Adventures in Germany
• I returned to enter the meeting room while my partner, Matt, was running the program. A manager in the hall stopped me and said, “That meeting is already in session, are you sure you’re in the right place?” I pointed to the picture of me on the wall with the meeting name. He did a triple take. “You are so much better looking in person, sir,” he said as he opened the door for me.
• I told one group that they weren’t very enthusiastic. A man in the back shouted out, “We are German!”
• I was looking for the rest room and heard a man speaking German who exited another meeting. I assumed he was going where I was going and followed on his heels. He led me to the door and politely opened it for me. And we both walked into the ladies room.
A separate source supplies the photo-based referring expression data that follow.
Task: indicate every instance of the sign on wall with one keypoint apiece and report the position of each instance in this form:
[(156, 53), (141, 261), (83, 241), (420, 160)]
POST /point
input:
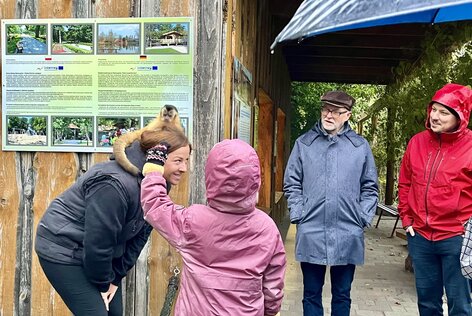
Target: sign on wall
[(75, 85)]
• The front desk agent in Hamburg warned me that breakfast wasn’t included in my room rate. I hadn’t made the reservation, so I upgraded to a suite. “Then breakfast IS included,” she informed me. She escorted me to the suite and pointed out the water bottles were included in my rate, as was wifi, but the mini-bar was not. My morning newspaper was. I started to make a list.
• The German airports in Hamburg and Munich are quite magnificent. When you exit in Munich a series of cameras takes a picture of your face from varied angles for comparison with terrorists. If you cover your face, two guys meet you at the bottom of the escalator.
• A pretty, smiling blonde had on a flak jacket and rested her arms on a submachine gun slung around her neck, standing at her security post. I decided sexual harassment was out of the question.
• Matt and I got to the gate for a 6 pm plane at 4:45 so we asked to change our business class tickets to the 5:00 flight. We were told that we had to pay a couple of hundred euros in cash because of some kind of ticket variations. I said, “You have the seats open, doesn’t it make sense to just put us in them?” “No,” I was told, ” these are the rules.” “But you don’t lose any money, and you have our seats to resell on the next flight in addition.” “No, these are our rules.” “But the rules make no sense.” “But these are the rules.” Matt had already obtained the money from an ATM because he knew there was no sense questioning the rules.
• Lufthansa runs a great first class service to and from the US.